Emma, now glowing like a bioluminescent siren of myth, was swimming through the air down toward us, and she—

∎ ∎ ∎

Noah pulls himself out of memory, realizes he’s gone too deep.

The Interviewer almost got it out of him. Noah is supposed to be the one in control here, the one leading things where they need to go, the one getting information.

He needs to be more careful.

“So,” Noah says, doing his best to remain calm, “we woke everyone up with the egg, then—” He’s stopped by a pull of the Interviewer’s will. “Oh, you want to know what happened with Emma? There was no broadcast for it? How peculiar.”

The Interviewer of course makes no verbal response, but Noah feels it diving into his memories, and quickly but subtly takes control, his superb ability with mana the only thing allowing it against so powerful of an adversary.

“You know, now that you mention it, maybe I do remember something like that. I think the egg blanked me out, probably too much power.

But you didn’t miss anything.

Of course, Koren would disagree. He would say you missed his magnificence.

But that’s Koren for you.

And he was the one who got us through the next part, which is where things really get crazy.
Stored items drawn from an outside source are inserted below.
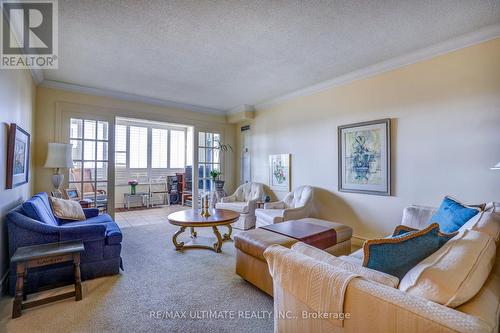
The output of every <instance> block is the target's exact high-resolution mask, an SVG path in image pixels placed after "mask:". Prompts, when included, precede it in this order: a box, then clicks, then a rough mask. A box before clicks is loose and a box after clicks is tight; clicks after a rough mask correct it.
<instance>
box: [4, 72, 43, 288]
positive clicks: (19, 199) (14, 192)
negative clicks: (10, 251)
mask: <svg viewBox="0 0 500 333" xmlns="http://www.w3.org/2000/svg"><path fill="white" fill-rule="evenodd" d="M34 102H35V86H34V85H33V81H32V79H31V75H30V73H29V71H26V70H5V69H3V70H0V277H4V275H5V273H6V271H7V267H8V263H9V258H8V247H7V227H6V224H5V214H6V213H7V212H8V211H9V210H11V209H12V208H14V207H15V206H17V205H18V204H20V203H22V202H23V201H24V200H26V199H28V198H29V197H30V195H31V193H32V185H33V179H34V173H33V172H32V171H31V172H30V181H29V183H28V184H24V185H21V186H18V187H15V188H13V189H10V190H6V189H5V179H6V162H7V135H8V128H9V127H8V126H9V125H10V124H11V123H16V124H18V125H19V126H21V127H22V128H23V129H25V130H26V131H28V133H30V134H31V141H32V142H33V138H34V126H33V120H34V110H35V108H34ZM32 148H33V144H32V145H31V147H30V149H31V156H33V149H32ZM32 160H33V159H32ZM31 170H33V168H31ZM0 283H1V281H0ZM0 290H1V289H0Z"/></svg>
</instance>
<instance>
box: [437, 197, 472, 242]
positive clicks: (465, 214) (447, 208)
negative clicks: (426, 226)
mask: <svg viewBox="0 0 500 333" xmlns="http://www.w3.org/2000/svg"><path fill="white" fill-rule="evenodd" d="M477 213H479V209H477V208H469V207H466V206H464V205H462V204H461V203H459V202H457V201H455V200H453V199H451V198H450V197H445V198H444V199H443V202H442V203H441V206H439V209H438V211H437V212H436V213H435V214H434V215H433V216H432V217H431V222H432V223H438V224H439V228H440V229H441V231H442V232H444V233H447V234H449V233H452V232H455V231H457V230H458V229H460V227H461V226H463V225H464V224H465V223H466V222H467V221H469V220H470V219H471V218H472V217H474V216H475V215H476V214H477Z"/></svg>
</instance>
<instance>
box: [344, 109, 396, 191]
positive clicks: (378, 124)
mask: <svg viewBox="0 0 500 333" xmlns="http://www.w3.org/2000/svg"><path fill="white" fill-rule="evenodd" d="M338 145H339V147H338V153H339V157H338V159H339V161H338V164H339V165H338V168H339V169H338V181H339V184H338V189H339V191H341V192H354V193H365V194H376V195H391V120H390V119H380V120H373V121H366V122H362V123H355V124H349V125H343V126H339V127H338Z"/></svg>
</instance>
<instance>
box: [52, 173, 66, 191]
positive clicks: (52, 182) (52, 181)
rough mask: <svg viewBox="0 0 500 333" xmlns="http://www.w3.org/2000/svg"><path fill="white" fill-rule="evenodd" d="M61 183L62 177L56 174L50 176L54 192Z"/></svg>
mask: <svg viewBox="0 0 500 333" xmlns="http://www.w3.org/2000/svg"><path fill="white" fill-rule="evenodd" d="M63 181H64V175H61V174H58V173H55V174H53V175H52V185H54V187H55V188H56V190H58V189H59V187H60V186H61V184H62V182H63Z"/></svg>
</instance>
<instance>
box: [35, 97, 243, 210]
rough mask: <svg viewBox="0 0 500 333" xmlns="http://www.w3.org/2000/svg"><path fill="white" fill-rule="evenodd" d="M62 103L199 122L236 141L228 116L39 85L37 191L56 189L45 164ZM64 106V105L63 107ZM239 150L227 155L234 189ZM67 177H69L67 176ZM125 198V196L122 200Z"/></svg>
mask: <svg viewBox="0 0 500 333" xmlns="http://www.w3.org/2000/svg"><path fill="white" fill-rule="evenodd" d="M61 105H65V106H70V107H71V108H75V109H78V110H87V109H88V110H89V112H103V113H105V114H107V115H110V116H122V117H131V118H138V119H146V120H154V121H163V122H171V123H178V124H185V125H191V126H195V128H197V129H200V130H218V131H221V132H222V133H223V135H224V139H225V141H226V142H227V143H229V144H231V145H234V141H235V135H234V134H235V131H234V127H235V125H231V124H227V123H226V117H224V116H217V115H210V114H202V113H196V112H190V111H184V110H178V109H172V108H166V107H160V106H154V105H149V104H143V103H134V102H128V101H123V100H117V99H114V98H109V97H101V96H94V95H87V94H81V93H74V92H68V91H63V90H59V89H52V88H47V87H38V91H37V100H36V106H37V110H38V112H37V117H36V126H37V128H39V129H40V130H38V131H37V133H36V140H35V148H36V149H35V150H36V155H35V172H36V174H37V178H36V182H35V191H36V192H38V191H50V190H51V189H52V183H51V177H50V176H51V172H52V170H49V169H45V168H43V164H44V162H45V157H46V154H47V143H48V142H55V141H56V140H57V135H56V133H57V129H56V127H57V126H58V125H57V124H58V121H57V116H56V115H57V111H56V110H57V109H58V106H59V108H61ZM63 108H64V107H63ZM234 163H235V154H226V156H225V174H226V175H225V177H226V180H227V181H226V186H225V187H226V189H227V190H228V191H232V190H233V189H234V185H235V184H234V182H233V180H234V179H235V175H234V170H235V167H234ZM66 178H67V177H66ZM117 200H118V198H117ZM118 201H120V202H121V200H118Z"/></svg>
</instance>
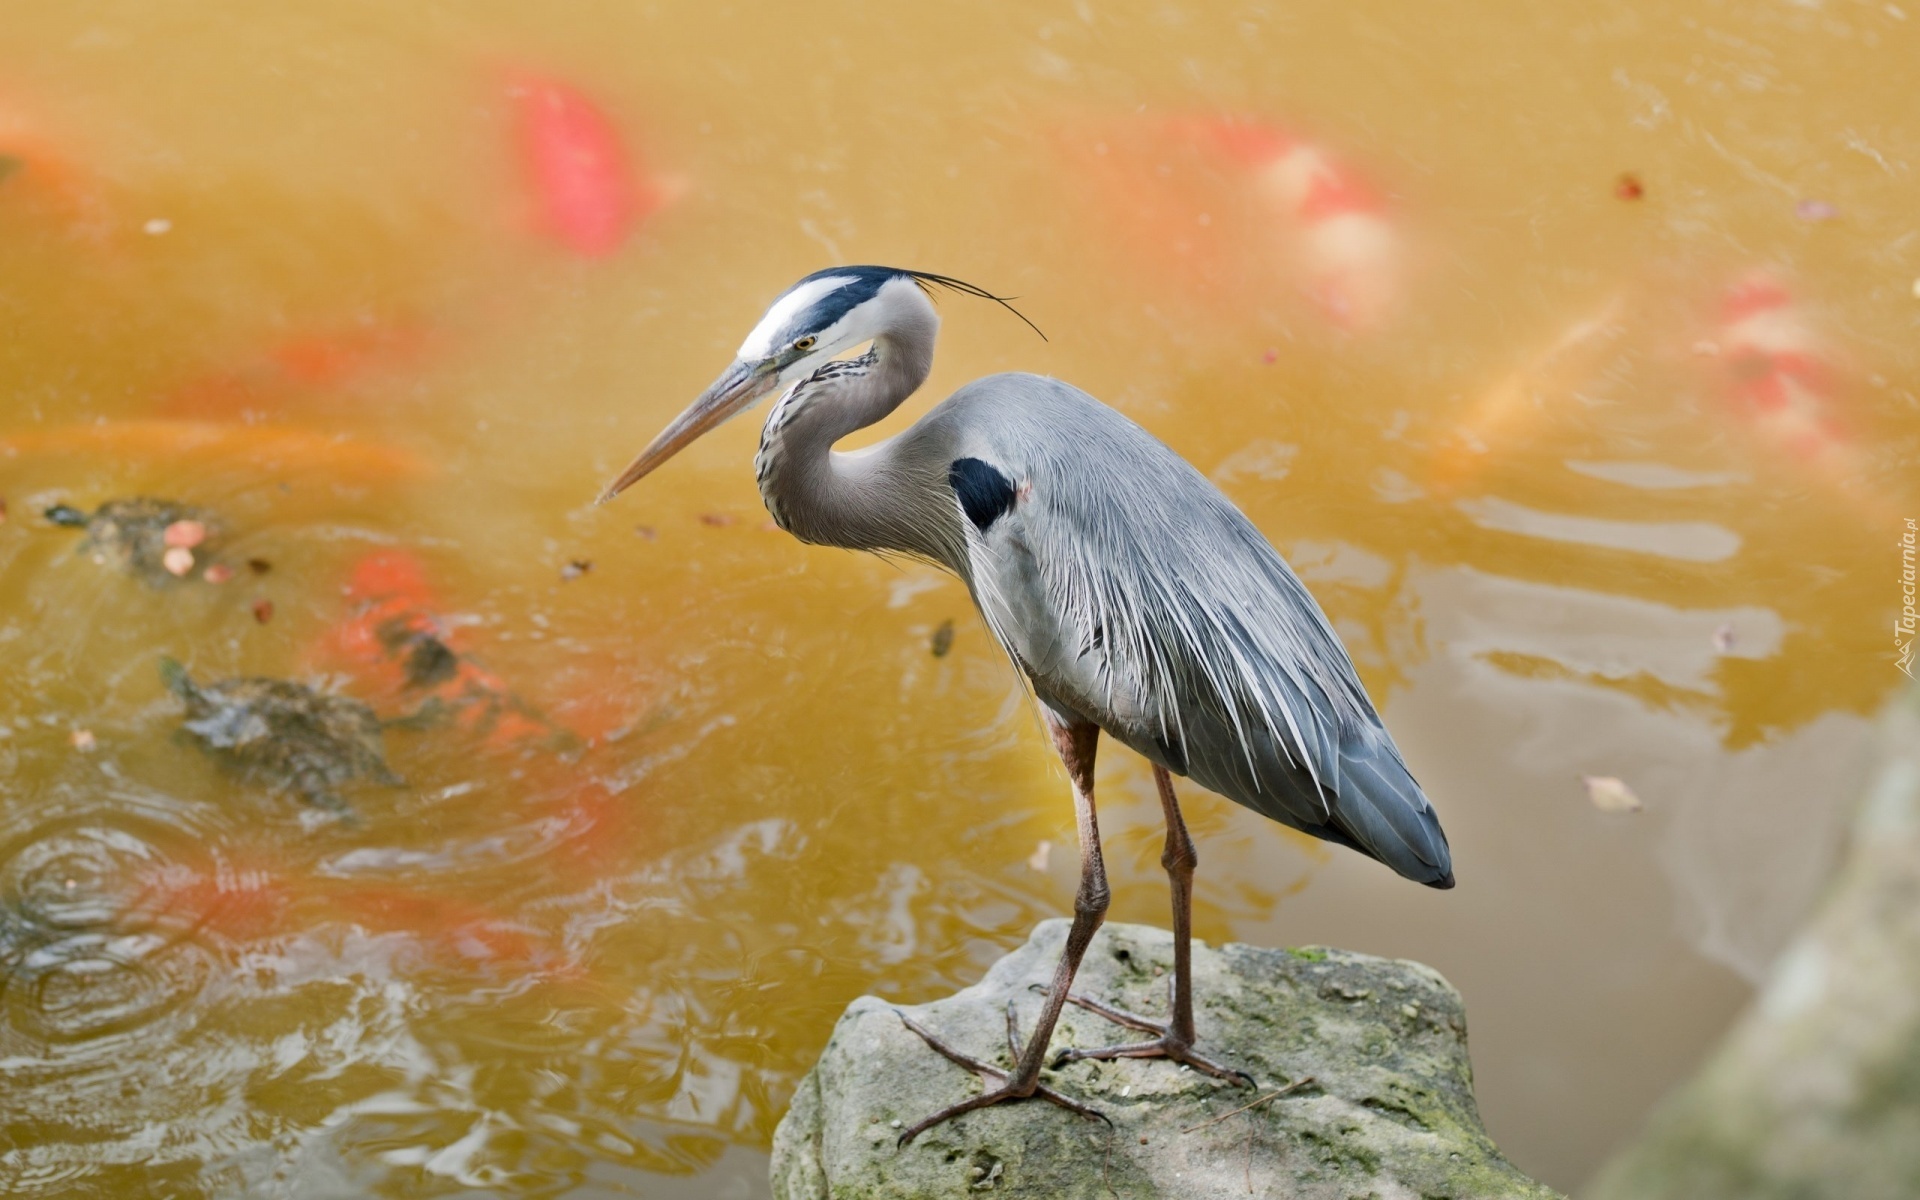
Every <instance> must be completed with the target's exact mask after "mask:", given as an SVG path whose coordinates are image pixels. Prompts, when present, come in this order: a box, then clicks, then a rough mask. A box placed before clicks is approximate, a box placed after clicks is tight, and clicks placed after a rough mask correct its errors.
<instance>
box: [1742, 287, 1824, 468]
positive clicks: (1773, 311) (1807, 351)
mask: <svg viewBox="0 0 1920 1200" xmlns="http://www.w3.org/2000/svg"><path fill="white" fill-rule="evenodd" d="M1716 348H1718V359H1720V365H1722V371H1724V384H1726V386H1724V390H1726V396H1728V397H1730V399H1732V403H1734V407H1736V411H1738V413H1740V415H1741V417H1745V419H1747V420H1749V422H1751V424H1753V428H1755V430H1759V432H1761V436H1763V438H1766V440H1768V442H1772V444H1774V445H1778V447H1782V449H1786V451H1788V453H1791V455H1793V457H1797V459H1801V461H1812V459H1820V457H1826V455H1832V453H1836V451H1839V449H1841V444H1843V442H1845V438H1843V434H1841V430H1839V424H1837V422H1836V420H1834V411H1832V399H1834V390H1836V372H1834V367H1832V365H1830V363H1828V361H1826V359H1824V357H1822V355H1824V351H1822V346H1820V340H1818V336H1816V334H1814V330H1812V326H1811V324H1809V321H1807V315H1805V313H1803V311H1801V307H1799V305H1797V303H1793V296H1791V294H1789V292H1788V290H1786V286H1784V284H1782V282H1780V280H1778V278H1774V276H1772V275H1768V273H1764V271H1755V273H1751V275H1747V276H1743V278H1740V280H1738V282H1734V286H1732V288H1728V290H1726V296H1724V298H1722V300H1720V330H1718V342H1716Z"/></svg>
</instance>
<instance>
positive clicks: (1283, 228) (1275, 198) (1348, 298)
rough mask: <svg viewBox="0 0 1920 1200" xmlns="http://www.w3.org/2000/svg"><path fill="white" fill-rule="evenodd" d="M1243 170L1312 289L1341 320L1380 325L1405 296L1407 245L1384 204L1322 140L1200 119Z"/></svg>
mask: <svg viewBox="0 0 1920 1200" xmlns="http://www.w3.org/2000/svg"><path fill="white" fill-rule="evenodd" d="M1196 129H1198V132H1202V134H1206V136H1212V138H1215V140H1217V142H1219V146H1221V148H1223V150H1225V152H1227V154H1229V156H1231V157H1233V159H1235V161H1236V163H1240V165H1242V167H1244V169H1246V171H1250V173H1252V182H1254V188H1256V192H1258V196H1260V198H1261V202H1265V205H1267V207H1269V211H1271V213H1273V215H1275V219H1277V223H1279V225H1281V227H1283V232H1284V236H1286V238H1288V240H1290V242H1292V248H1290V252H1292V255H1294V257H1296V261H1298V269H1300V273H1302V276H1304V280H1306V290H1308V296H1309V298H1311V300H1313V303H1315V305H1319V309H1321V311H1323V313H1325V315H1327V319H1329V321H1332V323H1334V324H1338V326H1342V328H1352V330H1369V328H1379V326H1380V324H1382V323H1384V321H1386V319H1388V317H1390V315H1392V311H1394V307H1396V305H1398V301H1400V290H1402V278H1400V275H1402V263H1404V250H1402V246H1400V234H1398V232H1396V230H1394V225H1392V221H1388V217H1386V205H1384V204H1382V202H1380V198H1379V196H1377V194H1375V192H1373V190H1371V188H1369V186H1367V184H1365V180H1361V179H1359V175H1356V173H1354V171H1352V169H1350V167H1346V165H1344V163H1340V161H1338V159H1336V157H1334V156H1332V154H1331V152H1327V150H1325V148H1321V146H1317V144H1313V142H1308V140H1302V138H1296V136H1292V134H1288V132H1283V131H1279V129H1273V127H1263V125H1256V123H1244V121H1202V123H1196Z"/></svg>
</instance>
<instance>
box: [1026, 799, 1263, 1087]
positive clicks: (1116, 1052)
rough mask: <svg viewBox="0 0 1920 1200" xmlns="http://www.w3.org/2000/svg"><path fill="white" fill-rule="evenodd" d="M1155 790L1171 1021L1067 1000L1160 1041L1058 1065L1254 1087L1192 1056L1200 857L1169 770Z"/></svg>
mask: <svg viewBox="0 0 1920 1200" xmlns="http://www.w3.org/2000/svg"><path fill="white" fill-rule="evenodd" d="M1154 785H1156V787H1158V789H1160V810H1162V814H1164V816H1165V818H1167V845H1165V851H1162V854H1160V866H1164V868H1165V870H1167V883H1169V885H1171V891H1173V979H1171V993H1173V1016H1171V1020H1167V1021H1156V1020H1152V1018H1142V1016H1139V1014H1135V1012H1127V1010H1123V1008H1114V1006H1112V1004H1102V1002H1098V1000H1091V998H1087V996H1071V995H1069V996H1068V1000H1071V1002H1073V1004H1079V1006H1081V1008H1085V1010H1087V1012H1096V1014H1100V1016H1104V1018H1106V1020H1110V1021H1114V1023H1117V1025H1129V1027H1133V1029H1139V1031H1142V1033H1158V1035H1160V1037H1156V1039H1152V1041H1144V1043H1125V1044H1119V1046H1092V1048H1087V1050H1062V1052H1060V1058H1056V1060H1054V1066H1056V1068H1058V1066H1062V1064H1068V1062H1073V1060H1077V1058H1171V1060H1175V1062H1183V1064H1187V1066H1190V1068H1196V1069H1202V1071H1206V1073H1208V1075H1219V1077H1221V1079H1236V1081H1246V1083H1252V1079H1250V1077H1248V1075H1246V1071H1236V1069H1233V1068H1227V1066H1221V1064H1217V1062H1212V1060H1210V1058H1204V1056H1200V1054H1194V991H1192V977H1190V975H1192V931H1194V868H1196V866H1200V854H1198V852H1196V851H1194V839H1192V837H1190V835H1188V833H1187V820H1185V818H1183V816H1181V803H1179V799H1177V797H1175V795H1173V776H1169V774H1167V768H1164V766H1154Z"/></svg>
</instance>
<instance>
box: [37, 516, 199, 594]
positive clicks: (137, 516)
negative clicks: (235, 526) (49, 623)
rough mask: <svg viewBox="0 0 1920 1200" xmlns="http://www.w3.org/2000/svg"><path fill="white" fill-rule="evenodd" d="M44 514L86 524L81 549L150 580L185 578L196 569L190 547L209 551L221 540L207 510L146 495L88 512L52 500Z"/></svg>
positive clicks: (135, 575)
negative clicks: (44, 513)
mask: <svg viewBox="0 0 1920 1200" xmlns="http://www.w3.org/2000/svg"><path fill="white" fill-rule="evenodd" d="M46 518H48V520H50V522H54V524H60V526H69V528H84V530H86V541H84V543H83V545H81V553H84V555H86V557H90V559H92V561H94V563H100V564H106V566H113V568H115V570H125V572H127V574H132V576H138V578H142V580H146V582H148V584H165V582H167V578H169V576H171V578H184V576H186V574H188V572H192V570H194V559H196V555H194V551H196V549H200V551H202V553H205V555H211V551H213V547H215V543H217V541H219V524H217V522H215V518H213V516H211V515H209V513H205V511H202V509H194V507H190V505H182V503H179V501H171V499H156V497H150V495H134V497H129V499H111V501H108V503H104V505H100V507H98V509H96V511H94V513H92V515H90V516H88V515H86V513H83V511H79V509H75V507H73V505H54V507H52V509H48V511H46Z"/></svg>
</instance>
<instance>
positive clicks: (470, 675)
mask: <svg viewBox="0 0 1920 1200" xmlns="http://www.w3.org/2000/svg"><path fill="white" fill-rule="evenodd" d="M346 591H348V618H346V620H344V622H340V624H338V626H334V628H332V630H330V632H328V634H326V636H324V639H323V641H321V645H319V647H315V653H313V655H311V660H313V664H315V666H319V668H334V670H346V672H348V674H351V676H353V680H355V682H357V684H359V691H363V693H365V695H367V699H369V701H372V703H374V707H376V708H388V710H394V708H397V710H403V712H413V714H415V716H413V720H409V724H420V726H424V728H428V730H432V728H436V726H442V722H444V724H447V726H451V728H453V730H457V732H459V735H463V737H467V739H468V741H470V743H472V745H474V747H478V749H480V751H486V753H492V755H513V756H515V764H516V766H515V780H516V785H515V791H516V793H520V795H528V797H538V799H540V803H541V804H543V806H545V812H543V820H547V822H553V837H555V843H559V845H563V847H566V852H568V854H572V856H574V858H580V860H584V862H588V864H589V866H593V868H611V866H618V864H620V862H622V860H624V856H626V854H630V852H634V847H636V841H637V820H639V814H637V810H636V797H634V795H630V793H628V791H624V789H622V791H616V789H612V787H609V785H607V783H603V781H601V780H599V778H595V774H593V770H591V756H589V753H591V751H593V749H595V747H597V745H601V741H603V739H607V737H609V735H611V733H614V732H616V730H618V728H622V726H626V724H628V720H630V703H628V695H630V691H632V685H630V684H626V682H622V680H611V678H603V676H601V674H597V672H588V674H586V678H580V680H574V682H572V687H570V693H568V695H563V697H561V701H559V710H563V712H566V724H564V726H563V724H559V722H555V720H551V718H549V716H547V714H545V712H541V710H540V708H536V707H532V705H528V703H526V701H522V699H520V697H518V695H516V693H515V691H513V689H509V687H507V684H505V680H501V678H499V676H497V674H493V672H492V670H488V668H484V666H480V664H478V662H476V660H474V659H472V657H470V653H468V651H467V647H465V645H463V643H461V639H459V636H457V632H455V630H451V628H449V626H447V622H445V620H444V618H442V616H440V599H438V597H436V593H434V589H432V588H430V584H428V580H426V570H424V568H422V564H420V561H419V559H417V557H415V555H411V553H405V551H397V549H384V551H374V553H371V555H367V557H365V559H361V561H359V563H357V564H355V566H353V572H351V578H349V582H348V588H346Z"/></svg>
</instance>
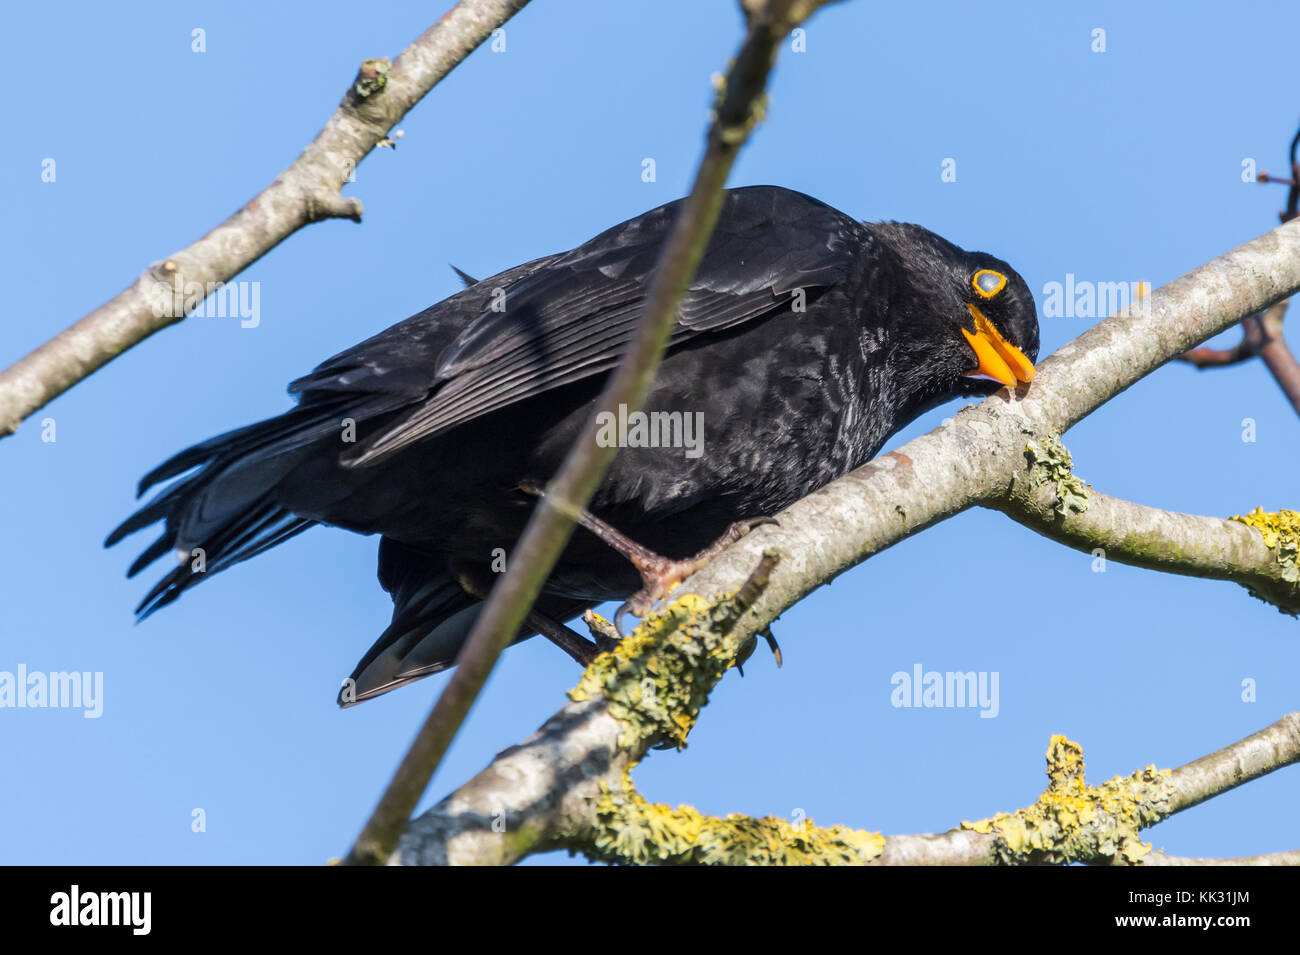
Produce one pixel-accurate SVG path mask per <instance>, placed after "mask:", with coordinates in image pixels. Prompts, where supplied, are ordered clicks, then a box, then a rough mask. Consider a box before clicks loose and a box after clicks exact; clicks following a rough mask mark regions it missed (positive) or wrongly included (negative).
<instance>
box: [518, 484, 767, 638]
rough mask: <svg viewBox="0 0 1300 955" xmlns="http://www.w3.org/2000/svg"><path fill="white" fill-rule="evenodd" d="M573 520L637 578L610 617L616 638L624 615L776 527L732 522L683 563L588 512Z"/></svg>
mask: <svg viewBox="0 0 1300 955" xmlns="http://www.w3.org/2000/svg"><path fill="white" fill-rule="evenodd" d="M521 490H524V491H525V492H526V494H532V495H536V496H542V495H545V491H542V490H539V489H537V487H534V486H532V485H523V486H521ZM575 520H576V521H577V522H578V524H580V525H582V526H584V528H586V529H588V530H589V531H591V533H593V534H595V535H597V537H598V538H601V539H602V541H603V542H604V543H607V544H608V546H610V547H612V548H614V550H616V551H617V552H619V554H621V555H623V556H624V557H627V559H628V560H629V561H632V565H633V567H634V568H636V569H637V570H638V572H640V574H641V583H642V587H641V590H638V591H637V592H636V594H633V595H632V596H629V598H628V600H627V602H625V603H624V604H623V605H621V607H620V608H619V611H617V613H615V615H614V626H615V629H617V631H619V633H620V634H625V631H624V629H623V617H624V615H627V613H630V615H632V616H634V617H643V616H645V615H646V613H649V612H650V608H651V607H654V605H655V604H656V603H659V600H660V599H663V598H664V596H666V595H667V594H668V591H669V590H672V589H673V587H676V586H677V585H679V583H681V582H682V581H684V579H686V578H688V577H690V576H692V574H693V573H695V572H697V570H699V569H701V568H703V567H705V565H706V564H707V563H708V561H710V560H712V559H714V557H716V556H718V555H719V554H722V552H723V551H724V550H727V548H728V547H731V546H732V544H733V543H736V542H737V541H740V539H741V538H742V537H745V535H746V534H749V531H751V530H753V529H754V528H758V526H762V525H764V524H777V526H779V522H777V521H776V520H775V518H772V517H754V518H750V520H748V521H736V522H735V524H732V525H731V526H729V528H727V530H725V531H723V535H722V537H720V538H718V539H716V541H714V543H711V544H708V547H706V548H705V550H702V551H699V554H697V555H694V556H693V557H686V559H684V560H673V559H671V557H664V556H663V555H662V554H655V552H654V551H651V550H650V548H647V547H642V546H641V544H638V543H637V542H636V541H632V539H629V538H628V537H625V535H624V534H621V533H619V531H617V530H615V529H614V528H611V526H610V525H608V524H606V522H604V521H602V520H601V518H599V517H597V516H595V515H593V513H591V512H590V511H586V509H580V511H577V512H576V513H575Z"/></svg>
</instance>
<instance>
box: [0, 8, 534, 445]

There he was, standing in the center of this football-field-sized battlefield, his eyes scanning the trees encircling it, studying the runes etched into their bark. At Copper my eyesight wasn’t yet good enough to even see them, let alone find the one we needed.

But Koren’s were.

“Ah, there it is,” he said.

The three of us went to the tree with the desired rune.

“Should we expect another frozen lake?” Vyrania asked.

“I’d think not.” He frowned as he studied the rune. “Tree? I think that’s what it says.”

“Well that is a tree,” I pointed out.

“Indeed. Or perhaps it means life. I believe they’re the same symbol in Arcturian.” He reached out to touch the rune carved into its bark. Instead of ice or rot, this one was a simple gouge in the wood.

As his fingers brushed against the rune, mana burst forth from him and into it.

“Oh, that was unexpected,” he said with a grimace. “It’s using my mana to activate itself.”

A wave of mana erupted from the tree, nearly knocking me over.

Vyrania collapsed beside me and it took all my effort just to stay conscious, to fight off the foreign mana.

It wasn’t trying to attack or harm me. No more than a tidal wave intends to drown a city.

But intention is not required for harm.